自古以來中國文字都在不斷演變,繁化是為了增進文字表音表意功能,簡化則主要為書寫方便,繁化、簡化一直同時進行。簡化字向來只流通於民間,直至太平天國期間,政府印發的官方公告、書籍中大量採用了民間流行的簡體字,並創造出不少新的簡體字。

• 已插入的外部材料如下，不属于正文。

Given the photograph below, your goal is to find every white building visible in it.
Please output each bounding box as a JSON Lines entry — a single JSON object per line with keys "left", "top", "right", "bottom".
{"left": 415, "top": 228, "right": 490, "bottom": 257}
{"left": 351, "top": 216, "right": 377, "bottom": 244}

清末民初時期,大量西方文化引進,開始有不少聲音認為漢字需要簡化。1919年「五四運動」後,白話文逐漸取代文言文,同時一些知識分子認為漢字艱深難學,改革漢字的呼聲也越見高漲。著名作家魯迅認為:「漢字的艱深,使全國大多數的人民,永遠和前進的文化隔離,中國的人民,絕不會聰明起來,理解自身所遭受的壓榨,理解整個民族的危機。」印刷術是中國四大發明之一,但漢字卻使後來的印刷出版出現瓶頸,版房需貯存大量中文鉛字,撿字困難耗時,較英文與不少外文的字母印刷複雜得多,而且不可用打字機打出,因此更有聲音要求廢棄漢字,將文字拉丁化而改成拼音文字。然而,主張者卻未有仔細考慮清楚,中文意符文字的意義用視覺吸收,強於右腦,善於形象藝術;拼音文字的意義用聽覺吸收,強於左腦,善於邏輯分析,有人以視覺主導的「飛鴿」與聽覺主導的「蝙蝠」類比兩種文字,飛行時實際不分上下,假若強行改變,會動搖整個文化根基,東施效顰,效果只會適得其反。

新中國成立後,政府著手研究將中文簡化的可能性,到1956年正式發表《漢字簡化方案》,簡體字正式在內地通行,及後在東南亞各國都陸續跟隨這次簡化,聯合國在1971年恢復中國在聯合國的席位後,也將文件用字修改為內地通行的簡體字。而台灣、香港、澳門由於一些原因並沒有跟隨,仍一直沿用著傳統的繁體字至今。

繁體與簡體字各有支持

繁、簡文字之間的分野,除了出現說「繁體」還是「正體」、「簡體」還是「殘體」之類的口舌之爭外,還有比較實際的問題,正如王蘊鑫刊友在《海峽情》第六期提及的「清代後妃館」和「影後」,誤將「后」字寫作「後」,理髮店寫成「理發店」,也著實令人感到痛心。隨著文字電腦化和互聯網的普及,繁簡之間的互換可以利用電腦程式進行,但由於簡體字對繁體字是「一對多」的關係,例如「干」可以換成「乾、干、幹、榦」,「复」可換為「復、複、覆、复」,程式轉換有時也難免不準確,需要人手再檢查。現在有了人工智能,情況或許會好一些,但我暫時未發現有相關的免費資源。由於《海峽情》以繁體字出版,各刊友來稿的文字往往都需要進行簡繁轉換調整,我通常都應用老牌繁簡互換軟件ConvertZ來進行,程式在轉換時有對比前文下理,轉換結果較為準確。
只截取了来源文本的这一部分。